Several studies have suggested super-archaic introgression into various African populations [10, 11, 36]. However, ARGweaver-D only detected a low rate of Sup→Afr introgression, somewhat below our estimated false positive rate. Notably, however, the power to identify introgression from an unsequenced population is highly dependent on the population size of the recipient population: the larger the population, the deeper the coalescences are within that population, making it more difficult to discern which long branches might be explained by super-archaic introgression. In the case of Africans, we used a population size of 23,700, which was our best estimate from previous runs of G-PhoCS [8, 14]. If we had used a smaller population size, ARGweaver-D would have produced more Sup→Afr predictions, but possibly with a substantially higher false positive rate. In fact, one of the drawbacks of ARGweaver-D is that it depends on a demographic model, and choosing the wrong model can lead to spurious results. We have shown that ARGweaver-D is fairly robust to modest misspecifications in the model, but we recommend that careful demographic analysis be performed before running ARGweaver-D to ensure that the best possible model is used.

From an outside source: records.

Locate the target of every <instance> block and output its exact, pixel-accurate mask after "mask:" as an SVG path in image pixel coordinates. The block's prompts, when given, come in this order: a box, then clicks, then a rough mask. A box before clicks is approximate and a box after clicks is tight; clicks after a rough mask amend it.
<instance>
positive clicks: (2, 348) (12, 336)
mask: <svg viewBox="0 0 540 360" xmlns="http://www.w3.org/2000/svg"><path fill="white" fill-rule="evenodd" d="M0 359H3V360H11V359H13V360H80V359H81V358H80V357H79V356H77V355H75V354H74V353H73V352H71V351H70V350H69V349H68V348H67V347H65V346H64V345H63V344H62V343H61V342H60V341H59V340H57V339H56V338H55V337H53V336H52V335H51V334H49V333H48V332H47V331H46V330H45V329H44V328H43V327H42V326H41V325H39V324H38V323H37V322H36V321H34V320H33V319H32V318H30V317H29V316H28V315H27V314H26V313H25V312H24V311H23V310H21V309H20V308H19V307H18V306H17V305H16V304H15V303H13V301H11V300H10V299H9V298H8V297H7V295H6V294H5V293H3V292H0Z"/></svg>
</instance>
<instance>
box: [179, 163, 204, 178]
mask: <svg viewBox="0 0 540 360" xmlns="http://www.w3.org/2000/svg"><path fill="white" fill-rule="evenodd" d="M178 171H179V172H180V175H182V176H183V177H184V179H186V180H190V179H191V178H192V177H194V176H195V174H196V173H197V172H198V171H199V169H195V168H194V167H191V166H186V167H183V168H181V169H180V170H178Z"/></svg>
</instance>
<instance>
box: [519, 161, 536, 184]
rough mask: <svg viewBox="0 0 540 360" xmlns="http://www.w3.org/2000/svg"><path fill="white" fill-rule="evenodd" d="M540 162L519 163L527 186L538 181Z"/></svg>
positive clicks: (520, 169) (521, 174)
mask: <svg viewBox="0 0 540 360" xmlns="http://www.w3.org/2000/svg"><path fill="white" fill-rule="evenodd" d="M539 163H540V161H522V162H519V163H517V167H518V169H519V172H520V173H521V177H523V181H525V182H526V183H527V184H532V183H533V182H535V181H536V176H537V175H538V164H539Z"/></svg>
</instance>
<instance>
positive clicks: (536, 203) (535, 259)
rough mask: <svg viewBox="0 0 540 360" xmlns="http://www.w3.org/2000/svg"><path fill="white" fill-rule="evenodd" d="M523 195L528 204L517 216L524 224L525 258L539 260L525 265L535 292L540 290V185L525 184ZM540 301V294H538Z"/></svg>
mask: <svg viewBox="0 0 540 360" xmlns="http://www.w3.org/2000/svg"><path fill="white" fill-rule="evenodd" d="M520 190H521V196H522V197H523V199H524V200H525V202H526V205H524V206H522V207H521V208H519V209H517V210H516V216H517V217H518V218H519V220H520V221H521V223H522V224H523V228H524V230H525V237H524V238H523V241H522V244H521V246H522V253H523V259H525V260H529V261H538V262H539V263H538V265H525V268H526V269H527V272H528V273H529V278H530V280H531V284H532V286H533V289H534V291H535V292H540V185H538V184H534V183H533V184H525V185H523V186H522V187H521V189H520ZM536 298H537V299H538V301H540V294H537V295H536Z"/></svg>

Finally, we detected small amounts of introgression for two additional events: Hum→Den and Sup→Nea. Because no previous evidence has been reported for these events, we expected that our predictions would be roughly in line with our false positive rates. Indeed, for the Hum→Den event, we predicted a slightly smaller fraction (0.37%) than the estimated false positive rate from simulations (0.41%). For Sup→Nea, however, we predicted 0.75% of the genome to be introgressed, which is slightly higher than the corresponding estimated false positive rate (0.65%). While these fractions are too small to draw strong conclusions, it is plausible that if Homo erectus mixed with the Denisovans, they may have also mixed with Neanderthals, perhaps in the Middle East; or perhaps DNA passed from Homo erectus to Neanderthal through the Denisovans. Altogether, given the number of gene flow events now documented among ancient hominins, it may be reasonable to assume that genetic exchange was likely whenever two groups overlapped in time and space.